If you are using a MasterPage or are creating the controls dynamically then it is probable that the control ID's are being renamed #SomethingElse becomes #MainContent_SomethingElse.
The easiest way to check this is to use the WebDeveloper plugin for Firefox or Chrome.
Go to Information -> Display Element Information and then select the object in question. It will give you it's ID, class, as well as ancestor and children information.
Check to see if the ID is being changed dynamically by the .NET.
If that's the case:
To prevent this, in the server side code you can use the following attribute to create static ID's
SomethingElse.ClientIDMode = ClientIDMode.Static;
You can then reference in you jQuery
$('#SomethingElse').click(function() {
if ($('input[title=Sector1]').attr('checked')) {
//execute event
});
I think what happens is that in ASP NET Checkboxes and Radio Buttons generates an "input" and a "span" after the input. So you need to select the input only.
You can try:
$('.classname input[type=checkbox]').each(function() {
this.checked = true;
});
Two things here: finding the control and executing the check. In ASP.NET, your control's actual ID and name will end up getting changed based on the runat="server" containers in which it appears, even if those containers have no Ids.

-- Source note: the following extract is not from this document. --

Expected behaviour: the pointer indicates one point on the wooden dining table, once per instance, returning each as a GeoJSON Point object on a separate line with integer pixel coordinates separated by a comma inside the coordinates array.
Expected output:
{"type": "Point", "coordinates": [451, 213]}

Rendered ASP.NET controls always end with the same name as you started with, so a tag like:
<input type="radio" runat="server" id="sector1Radio" title="Sector1" />
might end up being rendered as
<input type="radio" runat="server" id="ctl0$ctl0$sector1Radio" name="ctl0_ctl0_SectorGroup" title="Sector1" />
You can find this element, even after it is rendered if you use the "contains" selection syntax in JQuery. So to find this element, once rendered, you could use:
$("input[type='radio'][id*='$sector1Radio']")
This syntax will find any radio button whose id contains "$sector1Radio"
Once you have the element, you can check or uncheck it using the following code, which you'd call from the click event of your other element.
// check the radio button
$("input[type='radio'][id*='$sector1Radio']").attr('checked', true);
// uncheck the radio button
$("input[type='radio'][id*='$sector1Radio']").attr('checked', false);
One last thing... if you just want a block of text to click the button when pressed (wrap it in an tag and set the AssociatedControlId property to the control name of your radio button, like this...
<input type="radio" runat="server" id="sector1Radio" title="Sector1" />
<asp:label runat="server" id="lblsector1Radio" associatedControlID="sector1Radio">clicking here clicks and unclicks the radio button</asp:label>
I had the same problem. To use the jQuery UI to make your radiobuttons nice one has to write:
<div id="radio">
<input type="radio" id="radio1" runat="server" />
<label for="radio1">The label of the radio button</label>
...
</div>
<script type="text/javascript">
$('#radio').buttonset();
</script>
The id of the input tag must be correctly referenced by the label's for attribute. If the webpage is inside a master page then the id of the input tag will be modified to something like ctl00_Something_radio1, and suddenly the label's for attribute no longer references the input tag. Beware of this in ASP.NET!